On April 26, 2005, Digital Angel Corporation issued a press release announcing plans to release its results of operations for the quarter ended March 31, 2005 after the closing of the US markets on Monday May 2, 2005 at 4:05 EDT. At 4:30 p.m. EDT that same day, management will host a conference call which will be broadcast live over the Internet. Those interested in listening to the live webcast may do so by going to the Companys website at www.DigitalAngelCorp.com or www.vcall.com. A copy of the press release is attached to this Current Report on Form 8-K as Exhibit 99.1 and is incorporated herein solely for purposes of this Item 7.01.

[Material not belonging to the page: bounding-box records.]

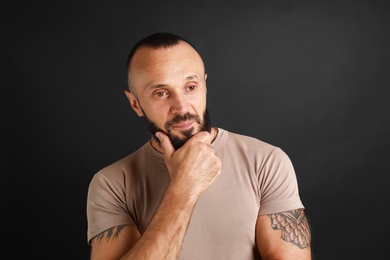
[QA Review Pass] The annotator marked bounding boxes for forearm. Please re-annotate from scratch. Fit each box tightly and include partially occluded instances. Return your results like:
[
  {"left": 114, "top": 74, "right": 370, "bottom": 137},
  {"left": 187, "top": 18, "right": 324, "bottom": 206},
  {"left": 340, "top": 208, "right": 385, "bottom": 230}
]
[{"left": 122, "top": 185, "right": 197, "bottom": 259}]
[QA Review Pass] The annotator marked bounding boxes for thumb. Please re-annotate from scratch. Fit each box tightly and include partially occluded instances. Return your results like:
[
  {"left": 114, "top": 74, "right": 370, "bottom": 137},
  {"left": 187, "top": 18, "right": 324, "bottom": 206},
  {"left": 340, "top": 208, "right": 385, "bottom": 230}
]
[{"left": 156, "top": 131, "right": 175, "bottom": 160}]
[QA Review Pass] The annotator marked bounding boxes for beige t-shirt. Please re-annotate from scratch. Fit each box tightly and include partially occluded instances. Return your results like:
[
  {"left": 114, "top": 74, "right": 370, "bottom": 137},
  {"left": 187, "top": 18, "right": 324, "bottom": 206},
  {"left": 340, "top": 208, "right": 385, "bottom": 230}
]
[{"left": 87, "top": 128, "right": 303, "bottom": 260}]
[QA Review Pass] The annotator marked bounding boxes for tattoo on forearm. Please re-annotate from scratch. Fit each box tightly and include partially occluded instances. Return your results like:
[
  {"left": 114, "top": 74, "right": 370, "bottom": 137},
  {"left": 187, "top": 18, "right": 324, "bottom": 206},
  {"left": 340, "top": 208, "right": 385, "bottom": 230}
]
[
  {"left": 268, "top": 209, "right": 311, "bottom": 249},
  {"left": 94, "top": 225, "right": 125, "bottom": 241}
]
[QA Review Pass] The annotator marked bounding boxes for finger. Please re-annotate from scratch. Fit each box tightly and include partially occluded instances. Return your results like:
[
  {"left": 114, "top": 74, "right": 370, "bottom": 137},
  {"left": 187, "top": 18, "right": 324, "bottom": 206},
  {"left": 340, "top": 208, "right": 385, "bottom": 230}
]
[{"left": 156, "top": 132, "right": 175, "bottom": 159}]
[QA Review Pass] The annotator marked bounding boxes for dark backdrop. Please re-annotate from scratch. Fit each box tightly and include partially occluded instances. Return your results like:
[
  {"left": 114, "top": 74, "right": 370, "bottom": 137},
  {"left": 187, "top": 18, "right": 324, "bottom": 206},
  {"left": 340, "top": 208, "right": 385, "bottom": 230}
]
[{"left": 0, "top": 0, "right": 390, "bottom": 259}]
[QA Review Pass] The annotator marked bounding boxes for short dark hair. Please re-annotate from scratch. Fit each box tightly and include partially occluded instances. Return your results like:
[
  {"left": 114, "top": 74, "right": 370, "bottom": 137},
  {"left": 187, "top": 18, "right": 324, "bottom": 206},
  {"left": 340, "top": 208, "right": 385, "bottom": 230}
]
[
  {"left": 126, "top": 32, "right": 197, "bottom": 72},
  {"left": 126, "top": 32, "right": 203, "bottom": 96}
]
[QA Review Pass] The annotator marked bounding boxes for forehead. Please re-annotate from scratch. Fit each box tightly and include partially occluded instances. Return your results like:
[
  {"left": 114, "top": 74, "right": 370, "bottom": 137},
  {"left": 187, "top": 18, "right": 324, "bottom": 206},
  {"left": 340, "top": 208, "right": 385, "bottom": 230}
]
[{"left": 129, "top": 42, "right": 204, "bottom": 86}]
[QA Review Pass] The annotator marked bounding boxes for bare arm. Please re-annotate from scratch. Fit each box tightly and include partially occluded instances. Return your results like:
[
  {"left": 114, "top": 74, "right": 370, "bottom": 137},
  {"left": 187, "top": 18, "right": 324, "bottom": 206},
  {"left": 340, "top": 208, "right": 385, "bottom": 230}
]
[
  {"left": 91, "top": 132, "right": 222, "bottom": 260},
  {"left": 256, "top": 209, "right": 311, "bottom": 260}
]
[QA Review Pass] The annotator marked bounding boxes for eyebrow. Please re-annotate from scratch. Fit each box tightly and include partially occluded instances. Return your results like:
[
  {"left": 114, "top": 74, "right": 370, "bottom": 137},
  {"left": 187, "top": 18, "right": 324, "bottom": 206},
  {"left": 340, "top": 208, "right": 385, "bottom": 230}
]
[{"left": 148, "top": 74, "right": 199, "bottom": 89}]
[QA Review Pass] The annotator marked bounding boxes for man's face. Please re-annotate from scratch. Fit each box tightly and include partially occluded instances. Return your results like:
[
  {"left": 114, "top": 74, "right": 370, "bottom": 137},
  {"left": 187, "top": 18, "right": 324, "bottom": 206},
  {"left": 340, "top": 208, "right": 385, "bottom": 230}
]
[{"left": 126, "top": 42, "right": 211, "bottom": 149}]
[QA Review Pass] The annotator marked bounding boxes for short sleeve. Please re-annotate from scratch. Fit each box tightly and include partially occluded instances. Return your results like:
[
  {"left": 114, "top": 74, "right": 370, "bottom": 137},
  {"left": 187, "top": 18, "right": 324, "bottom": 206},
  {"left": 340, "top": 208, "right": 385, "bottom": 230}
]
[
  {"left": 259, "top": 148, "right": 304, "bottom": 215},
  {"left": 87, "top": 172, "right": 135, "bottom": 243}
]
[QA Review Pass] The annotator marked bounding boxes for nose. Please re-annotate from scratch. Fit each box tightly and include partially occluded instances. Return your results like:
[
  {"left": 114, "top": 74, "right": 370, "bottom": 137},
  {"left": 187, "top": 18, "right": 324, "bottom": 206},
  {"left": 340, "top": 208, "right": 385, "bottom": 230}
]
[{"left": 170, "top": 93, "right": 188, "bottom": 114}]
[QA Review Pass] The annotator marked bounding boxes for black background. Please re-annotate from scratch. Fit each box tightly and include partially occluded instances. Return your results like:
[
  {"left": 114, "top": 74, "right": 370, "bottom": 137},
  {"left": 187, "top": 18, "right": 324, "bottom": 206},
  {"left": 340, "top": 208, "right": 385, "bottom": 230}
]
[{"left": 0, "top": 0, "right": 390, "bottom": 259}]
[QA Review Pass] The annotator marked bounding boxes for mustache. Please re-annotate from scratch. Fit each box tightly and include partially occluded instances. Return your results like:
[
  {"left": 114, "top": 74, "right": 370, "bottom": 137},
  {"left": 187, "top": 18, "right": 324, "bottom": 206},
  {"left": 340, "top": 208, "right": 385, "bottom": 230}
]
[{"left": 165, "top": 112, "right": 202, "bottom": 131}]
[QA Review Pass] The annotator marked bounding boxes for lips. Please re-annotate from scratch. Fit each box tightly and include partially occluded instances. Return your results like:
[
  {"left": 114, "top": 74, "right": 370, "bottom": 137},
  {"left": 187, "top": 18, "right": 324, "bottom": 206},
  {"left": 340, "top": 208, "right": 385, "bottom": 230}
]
[{"left": 172, "top": 120, "right": 194, "bottom": 130}]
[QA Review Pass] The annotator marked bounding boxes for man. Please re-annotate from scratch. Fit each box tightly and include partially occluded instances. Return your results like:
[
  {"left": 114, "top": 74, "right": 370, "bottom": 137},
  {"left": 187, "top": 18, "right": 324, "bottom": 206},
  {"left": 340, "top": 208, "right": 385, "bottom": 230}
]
[{"left": 87, "top": 33, "right": 311, "bottom": 260}]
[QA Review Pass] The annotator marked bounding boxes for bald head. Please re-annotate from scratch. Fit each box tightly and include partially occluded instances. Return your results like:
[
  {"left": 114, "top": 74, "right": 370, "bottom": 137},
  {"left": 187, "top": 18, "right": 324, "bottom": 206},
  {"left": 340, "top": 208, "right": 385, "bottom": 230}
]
[{"left": 126, "top": 33, "right": 204, "bottom": 96}]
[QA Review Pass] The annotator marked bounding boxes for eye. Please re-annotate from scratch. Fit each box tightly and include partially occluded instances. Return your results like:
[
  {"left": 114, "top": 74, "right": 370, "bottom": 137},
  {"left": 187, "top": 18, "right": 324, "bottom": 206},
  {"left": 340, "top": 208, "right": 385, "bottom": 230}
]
[
  {"left": 153, "top": 90, "right": 168, "bottom": 98},
  {"left": 186, "top": 85, "right": 198, "bottom": 92}
]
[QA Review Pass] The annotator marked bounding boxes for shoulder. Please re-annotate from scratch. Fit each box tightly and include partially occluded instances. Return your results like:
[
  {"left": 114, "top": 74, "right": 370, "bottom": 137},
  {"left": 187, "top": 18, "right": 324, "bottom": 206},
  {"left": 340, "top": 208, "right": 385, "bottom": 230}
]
[{"left": 225, "top": 130, "right": 280, "bottom": 153}]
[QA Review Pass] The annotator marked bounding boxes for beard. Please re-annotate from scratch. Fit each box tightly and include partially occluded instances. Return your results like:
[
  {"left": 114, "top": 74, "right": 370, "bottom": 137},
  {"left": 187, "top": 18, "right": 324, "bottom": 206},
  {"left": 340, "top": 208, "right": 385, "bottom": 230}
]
[{"left": 142, "top": 108, "right": 211, "bottom": 150}]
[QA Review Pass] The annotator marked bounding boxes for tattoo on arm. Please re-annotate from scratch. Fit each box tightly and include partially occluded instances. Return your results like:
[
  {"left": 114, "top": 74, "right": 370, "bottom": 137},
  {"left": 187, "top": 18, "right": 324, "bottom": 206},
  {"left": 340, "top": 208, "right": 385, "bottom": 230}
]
[
  {"left": 268, "top": 209, "right": 311, "bottom": 249},
  {"left": 94, "top": 225, "right": 125, "bottom": 241}
]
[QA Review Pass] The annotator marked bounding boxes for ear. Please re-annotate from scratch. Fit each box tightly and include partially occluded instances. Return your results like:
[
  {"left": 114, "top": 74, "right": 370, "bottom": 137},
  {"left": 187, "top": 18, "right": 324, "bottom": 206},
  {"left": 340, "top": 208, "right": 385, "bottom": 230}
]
[{"left": 125, "top": 90, "right": 144, "bottom": 117}]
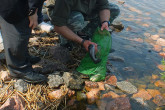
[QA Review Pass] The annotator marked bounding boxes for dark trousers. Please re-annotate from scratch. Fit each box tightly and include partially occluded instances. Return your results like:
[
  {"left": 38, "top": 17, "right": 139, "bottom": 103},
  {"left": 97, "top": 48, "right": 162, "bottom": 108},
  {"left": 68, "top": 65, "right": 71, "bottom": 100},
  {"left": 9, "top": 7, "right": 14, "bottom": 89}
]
[{"left": 0, "top": 16, "right": 32, "bottom": 77}]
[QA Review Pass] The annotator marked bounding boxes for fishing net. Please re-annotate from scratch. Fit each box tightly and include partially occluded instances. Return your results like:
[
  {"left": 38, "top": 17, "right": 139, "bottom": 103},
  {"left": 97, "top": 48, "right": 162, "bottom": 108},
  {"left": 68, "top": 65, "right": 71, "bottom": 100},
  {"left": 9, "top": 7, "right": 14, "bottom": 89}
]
[{"left": 76, "top": 28, "right": 112, "bottom": 81}]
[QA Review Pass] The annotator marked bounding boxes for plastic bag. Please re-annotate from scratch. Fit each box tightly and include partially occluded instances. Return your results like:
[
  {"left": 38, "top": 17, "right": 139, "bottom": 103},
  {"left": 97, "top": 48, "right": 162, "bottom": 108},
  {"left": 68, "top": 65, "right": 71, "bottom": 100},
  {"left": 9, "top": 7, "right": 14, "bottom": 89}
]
[{"left": 76, "top": 28, "right": 112, "bottom": 81}]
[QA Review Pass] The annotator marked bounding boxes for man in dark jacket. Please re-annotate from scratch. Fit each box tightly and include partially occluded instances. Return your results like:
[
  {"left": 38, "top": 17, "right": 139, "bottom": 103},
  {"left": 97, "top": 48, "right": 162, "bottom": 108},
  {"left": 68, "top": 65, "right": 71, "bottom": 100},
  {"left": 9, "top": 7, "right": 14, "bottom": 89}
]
[
  {"left": 0, "top": 0, "right": 47, "bottom": 83},
  {"left": 47, "top": 0, "right": 120, "bottom": 51}
]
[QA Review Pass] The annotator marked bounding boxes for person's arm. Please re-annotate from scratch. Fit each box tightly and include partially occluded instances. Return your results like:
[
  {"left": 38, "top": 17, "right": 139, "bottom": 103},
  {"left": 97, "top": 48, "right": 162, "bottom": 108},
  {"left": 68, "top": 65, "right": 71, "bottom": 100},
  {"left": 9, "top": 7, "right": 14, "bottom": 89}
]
[
  {"left": 54, "top": 26, "right": 97, "bottom": 51},
  {"left": 99, "top": 9, "right": 110, "bottom": 30}
]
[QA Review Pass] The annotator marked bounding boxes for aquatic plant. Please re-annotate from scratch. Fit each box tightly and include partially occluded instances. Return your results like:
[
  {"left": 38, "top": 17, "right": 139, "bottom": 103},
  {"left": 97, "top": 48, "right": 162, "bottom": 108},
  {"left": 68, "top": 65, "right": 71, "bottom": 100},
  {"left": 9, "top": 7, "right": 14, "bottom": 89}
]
[{"left": 160, "top": 58, "right": 165, "bottom": 81}]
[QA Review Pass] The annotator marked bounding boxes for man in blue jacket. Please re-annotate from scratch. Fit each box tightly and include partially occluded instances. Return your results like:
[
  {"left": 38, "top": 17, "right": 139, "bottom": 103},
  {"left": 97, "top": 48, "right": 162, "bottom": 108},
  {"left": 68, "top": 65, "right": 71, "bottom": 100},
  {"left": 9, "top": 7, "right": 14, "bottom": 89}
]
[{"left": 0, "top": 0, "right": 47, "bottom": 83}]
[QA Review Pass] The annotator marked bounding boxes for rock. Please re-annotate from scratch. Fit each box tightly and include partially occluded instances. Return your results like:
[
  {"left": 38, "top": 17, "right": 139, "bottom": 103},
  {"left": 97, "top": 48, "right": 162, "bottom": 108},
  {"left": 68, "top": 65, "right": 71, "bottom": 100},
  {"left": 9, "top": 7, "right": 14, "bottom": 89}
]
[
  {"left": 133, "top": 89, "right": 152, "bottom": 100},
  {"left": 117, "top": 81, "right": 137, "bottom": 94},
  {"left": 0, "top": 52, "right": 6, "bottom": 60},
  {"left": 29, "top": 37, "right": 38, "bottom": 43},
  {"left": 33, "top": 59, "right": 68, "bottom": 74},
  {"left": 0, "top": 42, "right": 4, "bottom": 52},
  {"left": 62, "top": 72, "right": 84, "bottom": 90},
  {"left": 159, "top": 52, "right": 165, "bottom": 57},
  {"left": 68, "top": 90, "right": 75, "bottom": 97},
  {"left": 48, "top": 89, "right": 64, "bottom": 100},
  {"left": 0, "top": 71, "right": 11, "bottom": 81},
  {"left": 138, "top": 85, "right": 146, "bottom": 90},
  {"left": 97, "top": 82, "right": 105, "bottom": 91},
  {"left": 67, "top": 99, "right": 76, "bottom": 106},
  {"left": 144, "top": 33, "right": 151, "bottom": 37},
  {"left": 130, "top": 97, "right": 151, "bottom": 110},
  {"left": 156, "top": 38, "right": 165, "bottom": 46},
  {"left": 118, "top": 1, "right": 125, "bottom": 4},
  {"left": 105, "top": 97, "right": 131, "bottom": 110},
  {"left": 86, "top": 89, "right": 100, "bottom": 104},
  {"left": 77, "top": 91, "right": 87, "bottom": 101},
  {"left": 112, "top": 20, "right": 124, "bottom": 31},
  {"left": 85, "top": 81, "right": 99, "bottom": 91},
  {"left": 102, "top": 91, "right": 120, "bottom": 99},
  {"left": 154, "top": 80, "right": 165, "bottom": 88},
  {"left": 154, "top": 45, "right": 162, "bottom": 52},
  {"left": 153, "top": 95, "right": 165, "bottom": 106},
  {"left": 14, "top": 79, "right": 28, "bottom": 93},
  {"left": 123, "top": 67, "right": 134, "bottom": 71},
  {"left": 108, "top": 56, "right": 125, "bottom": 62},
  {"left": 105, "top": 84, "right": 115, "bottom": 91},
  {"left": 157, "top": 65, "right": 165, "bottom": 71},
  {"left": 0, "top": 96, "right": 25, "bottom": 110},
  {"left": 50, "top": 46, "right": 71, "bottom": 64},
  {"left": 105, "top": 76, "right": 117, "bottom": 86},
  {"left": 37, "top": 102, "right": 46, "bottom": 110},
  {"left": 152, "top": 74, "right": 159, "bottom": 80},
  {"left": 96, "top": 99, "right": 107, "bottom": 110},
  {"left": 48, "top": 72, "right": 64, "bottom": 88},
  {"left": 151, "top": 35, "right": 160, "bottom": 40},
  {"left": 147, "top": 89, "right": 161, "bottom": 97}
]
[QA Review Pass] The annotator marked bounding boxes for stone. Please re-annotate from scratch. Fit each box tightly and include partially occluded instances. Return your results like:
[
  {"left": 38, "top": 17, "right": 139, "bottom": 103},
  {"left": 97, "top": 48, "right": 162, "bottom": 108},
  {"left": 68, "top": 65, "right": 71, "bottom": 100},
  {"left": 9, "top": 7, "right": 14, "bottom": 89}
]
[
  {"left": 118, "top": 1, "right": 125, "bottom": 4},
  {"left": 86, "top": 89, "right": 100, "bottom": 104},
  {"left": 105, "top": 97, "right": 131, "bottom": 110},
  {"left": 153, "top": 45, "right": 162, "bottom": 52},
  {"left": 33, "top": 59, "right": 68, "bottom": 74},
  {"left": 14, "top": 79, "right": 28, "bottom": 93},
  {"left": 77, "top": 91, "right": 87, "bottom": 101},
  {"left": 151, "top": 35, "right": 160, "bottom": 40},
  {"left": 157, "top": 65, "right": 165, "bottom": 71},
  {"left": 133, "top": 89, "right": 152, "bottom": 100},
  {"left": 102, "top": 91, "right": 120, "bottom": 99},
  {"left": 156, "top": 38, "right": 165, "bottom": 46},
  {"left": 105, "top": 84, "right": 115, "bottom": 91},
  {"left": 48, "top": 89, "right": 64, "bottom": 100},
  {"left": 0, "top": 96, "right": 25, "bottom": 110},
  {"left": 123, "top": 67, "right": 134, "bottom": 71},
  {"left": 68, "top": 89, "right": 75, "bottom": 97},
  {"left": 85, "top": 81, "right": 99, "bottom": 91},
  {"left": 0, "top": 71, "right": 11, "bottom": 81},
  {"left": 159, "top": 52, "right": 165, "bottom": 57},
  {"left": 97, "top": 82, "right": 105, "bottom": 91},
  {"left": 117, "top": 81, "right": 137, "bottom": 94},
  {"left": 138, "top": 85, "right": 146, "bottom": 90},
  {"left": 108, "top": 56, "right": 125, "bottom": 62},
  {"left": 105, "top": 75, "right": 117, "bottom": 86},
  {"left": 50, "top": 46, "right": 71, "bottom": 64},
  {"left": 147, "top": 89, "right": 161, "bottom": 97},
  {"left": 48, "top": 72, "right": 64, "bottom": 88},
  {"left": 153, "top": 95, "right": 165, "bottom": 106},
  {"left": 151, "top": 74, "right": 159, "bottom": 80},
  {"left": 130, "top": 97, "right": 151, "bottom": 110},
  {"left": 112, "top": 20, "right": 124, "bottom": 31},
  {"left": 96, "top": 99, "right": 107, "bottom": 110},
  {"left": 62, "top": 72, "right": 84, "bottom": 90},
  {"left": 154, "top": 80, "right": 165, "bottom": 88},
  {"left": 144, "top": 33, "right": 151, "bottom": 37}
]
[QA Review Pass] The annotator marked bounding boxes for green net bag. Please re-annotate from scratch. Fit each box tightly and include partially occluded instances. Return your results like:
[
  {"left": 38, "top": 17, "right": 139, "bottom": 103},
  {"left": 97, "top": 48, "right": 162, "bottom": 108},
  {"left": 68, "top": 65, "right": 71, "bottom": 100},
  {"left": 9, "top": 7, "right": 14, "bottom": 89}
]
[{"left": 76, "top": 28, "right": 112, "bottom": 81}]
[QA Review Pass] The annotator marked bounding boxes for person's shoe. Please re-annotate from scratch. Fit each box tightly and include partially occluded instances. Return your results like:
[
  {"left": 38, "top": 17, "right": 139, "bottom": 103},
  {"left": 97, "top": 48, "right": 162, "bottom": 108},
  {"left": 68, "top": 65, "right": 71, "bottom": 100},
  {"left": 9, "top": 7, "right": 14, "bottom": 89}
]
[
  {"left": 9, "top": 71, "right": 48, "bottom": 83},
  {"left": 38, "top": 22, "right": 54, "bottom": 33},
  {"left": 30, "top": 56, "right": 41, "bottom": 64}
]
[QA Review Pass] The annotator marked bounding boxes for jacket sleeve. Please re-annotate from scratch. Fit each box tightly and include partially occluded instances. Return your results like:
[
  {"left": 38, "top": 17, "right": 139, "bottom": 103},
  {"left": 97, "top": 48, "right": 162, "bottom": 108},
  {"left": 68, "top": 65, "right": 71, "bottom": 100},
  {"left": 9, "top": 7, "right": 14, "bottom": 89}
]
[
  {"left": 28, "top": 0, "right": 45, "bottom": 10},
  {"left": 96, "top": 0, "right": 110, "bottom": 10}
]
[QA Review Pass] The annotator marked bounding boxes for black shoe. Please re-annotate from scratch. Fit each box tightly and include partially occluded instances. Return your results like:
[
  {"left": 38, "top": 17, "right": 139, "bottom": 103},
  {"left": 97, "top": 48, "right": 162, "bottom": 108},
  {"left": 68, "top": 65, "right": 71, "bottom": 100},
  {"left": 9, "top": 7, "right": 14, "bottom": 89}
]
[
  {"left": 30, "top": 56, "right": 41, "bottom": 64},
  {"left": 10, "top": 71, "right": 48, "bottom": 83}
]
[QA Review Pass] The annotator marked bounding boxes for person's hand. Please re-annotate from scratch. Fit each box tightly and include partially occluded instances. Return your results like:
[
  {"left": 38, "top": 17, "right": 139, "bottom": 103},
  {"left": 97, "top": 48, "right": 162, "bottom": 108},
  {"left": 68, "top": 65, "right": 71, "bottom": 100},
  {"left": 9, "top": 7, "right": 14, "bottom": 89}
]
[
  {"left": 29, "top": 10, "right": 38, "bottom": 29},
  {"left": 101, "top": 22, "right": 109, "bottom": 31},
  {"left": 83, "top": 40, "right": 98, "bottom": 52}
]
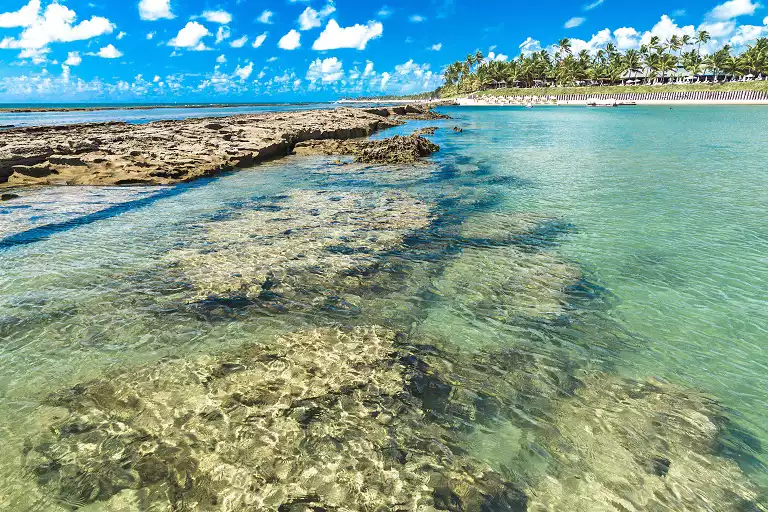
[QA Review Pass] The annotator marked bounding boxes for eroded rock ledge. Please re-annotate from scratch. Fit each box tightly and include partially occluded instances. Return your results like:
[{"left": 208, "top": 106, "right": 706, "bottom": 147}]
[
  {"left": 294, "top": 134, "right": 440, "bottom": 164},
  {"left": 0, "top": 106, "right": 442, "bottom": 187}
]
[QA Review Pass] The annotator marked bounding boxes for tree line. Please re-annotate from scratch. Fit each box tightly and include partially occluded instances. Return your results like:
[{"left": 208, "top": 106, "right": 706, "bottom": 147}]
[{"left": 438, "top": 31, "right": 768, "bottom": 93}]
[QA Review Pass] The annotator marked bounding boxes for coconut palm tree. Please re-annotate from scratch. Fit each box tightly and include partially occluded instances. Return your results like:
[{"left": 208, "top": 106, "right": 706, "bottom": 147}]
[
  {"left": 622, "top": 49, "right": 642, "bottom": 83},
  {"left": 696, "top": 30, "right": 712, "bottom": 60}
]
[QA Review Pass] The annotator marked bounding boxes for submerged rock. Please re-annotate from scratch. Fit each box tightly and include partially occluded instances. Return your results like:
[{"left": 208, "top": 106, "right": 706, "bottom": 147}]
[
  {"left": 167, "top": 191, "right": 431, "bottom": 307},
  {"left": 433, "top": 246, "right": 580, "bottom": 321},
  {"left": 294, "top": 134, "right": 440, "bottom": 164},
  {"left": 529, "top": 373, "right": 766, "bottom": 512},
  {"left": 25, "top": 327, "right": 528, "bottom": 512}
]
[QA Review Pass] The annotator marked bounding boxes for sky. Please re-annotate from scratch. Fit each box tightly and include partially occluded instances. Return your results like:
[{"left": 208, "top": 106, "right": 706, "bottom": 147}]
[{"left": 0, "top": 0, "right": 768, "bottom": 103}]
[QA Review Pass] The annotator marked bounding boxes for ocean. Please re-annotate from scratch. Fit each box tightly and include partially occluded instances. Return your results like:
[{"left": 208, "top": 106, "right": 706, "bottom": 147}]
[{"left": 0, "top": 106, "right": 768, "bottom": 511}]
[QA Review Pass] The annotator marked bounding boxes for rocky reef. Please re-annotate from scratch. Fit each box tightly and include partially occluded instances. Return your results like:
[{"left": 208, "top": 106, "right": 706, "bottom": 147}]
[
  {"left": 294, "top": 134, "right": 440, "bottom": 164},
  {"left": 24, "top": 326, "right": 763, "bottom": 512},
  {"left": 167, "top": 190, "right": 431, "bottom": 310},
  {"left": 0, "top": 106, "right": 448, "bottom": 187},
  {"left": 25, "top": 326, "right": 527, "bottom": 512}
]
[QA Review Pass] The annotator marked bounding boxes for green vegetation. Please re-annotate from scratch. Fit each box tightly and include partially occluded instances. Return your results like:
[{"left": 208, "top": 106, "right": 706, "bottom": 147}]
[
  {"left": 436, "top": 31, "right": 768, "bottom": 97},
  {"left": 468, "top": 81, "right": 768, "bottom": 97}
]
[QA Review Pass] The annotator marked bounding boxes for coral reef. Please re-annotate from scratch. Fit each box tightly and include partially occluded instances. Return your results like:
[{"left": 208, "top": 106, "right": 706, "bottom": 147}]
[
  {"left": 294, "top": 134, "right": 440, "bottom": 164},
  {"left": 168, "top": 190, "right": 431, "bottom": 306},
  {"left": 0, "top": 106, "right": 444, "bottom": 186},
  {"left": 25, "top": 327, "right": 527, "bottom": 512}
]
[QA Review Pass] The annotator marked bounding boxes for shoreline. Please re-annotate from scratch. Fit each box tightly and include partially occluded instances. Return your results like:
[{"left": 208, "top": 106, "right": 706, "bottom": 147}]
[
  {"left": 0, "top": 106, "right": 441, "bottom": 190},
  {"left": 0, "top": 102, "right": 314, "bottom": 114}
]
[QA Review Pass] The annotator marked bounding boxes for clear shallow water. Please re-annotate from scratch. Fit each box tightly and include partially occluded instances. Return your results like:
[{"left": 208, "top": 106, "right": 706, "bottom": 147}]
[
  {"left": 0, "top": 107, "right": 768, "bottom": 510},
  {"left": 0, "top": 103, "right": 336, "bottom": 129}
]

In accordance with General Instruction B.2 of Form 8-K, the information in this report shall not be deemed filed for purposes of Section 18 of the Securities Exchange Act of 1934, as amended (the Exchange Act), or otherwise subject to the liabilities under that section, nor shall such information be deemed incorporated by reference in any filing under the Securities Act of 1933, as amended, or the Exchange Act, except as shall be expressly set forth by specific reference in such a filing.
Section 9 - Financial Statements and Exhibits
Item 9.01 Financial Statements and Exhibits.
(c) Exhibits.
99.1 Press release issued by Digital Angel Corporation on April 26, 2005.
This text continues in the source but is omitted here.